From a recent Psychological Science:
In Experiment 1, our confederate cheated ostentatiously by finishing a task impossibly quickly and leaving the room with the maximum reward. In line with social-norms theory, participants' level of unethical behavior increased when the confederate was an in-group member, but decreased when the confederate was an out-group member.
So folks will cheat less when they believe outsiders cheat more. When can this justify preaching that other nations, religions, races, genders, etc. are evil or immoral?
Doug S.,
my knee-jerk reaction was also "when the enemy is fictional", but I wondered if this might not be sufficient: Preaching even non-existent enemies as being immoral may cause intolerance towards unrelated attributes which were given to this fictional enemy (perhaps to make the lies more convincing).

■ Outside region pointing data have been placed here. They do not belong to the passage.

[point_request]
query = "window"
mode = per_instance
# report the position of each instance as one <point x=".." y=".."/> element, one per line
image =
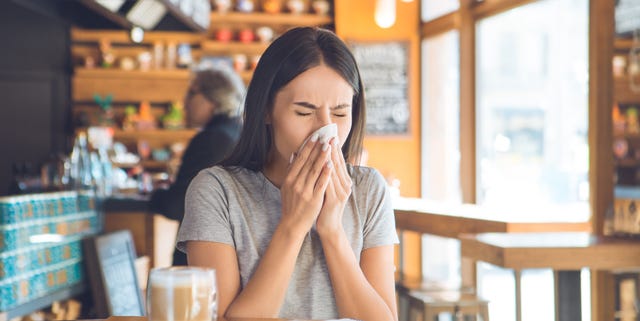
<point x="532" y="108"/>
<point x="441" y="147"/>
<point x="432" y="9"/>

E.g. "Blubworbs are evil. They steal, murder, rape and have blue eyes." -> "Let's hate people with blue eyes."
conchis point A: "Do you (Robin) have any such behaviors in mind as potential applications?"
This community identifies its enemy as using inappropriate mental shortcuts: the irrational, the comforting fiction, the recursive buck. "They," the soto, are trying to cognitively cheat. To avoid being like Them, "We," the uchi, must be constantly aware of our biases and tendency to use cognitive cheats, with an ironic sense that this cognitive cheating does not really help one win.
Or you could see this as failing: because cognitive cheating is something They do, We must be the ones who are successfully thinking past our biases.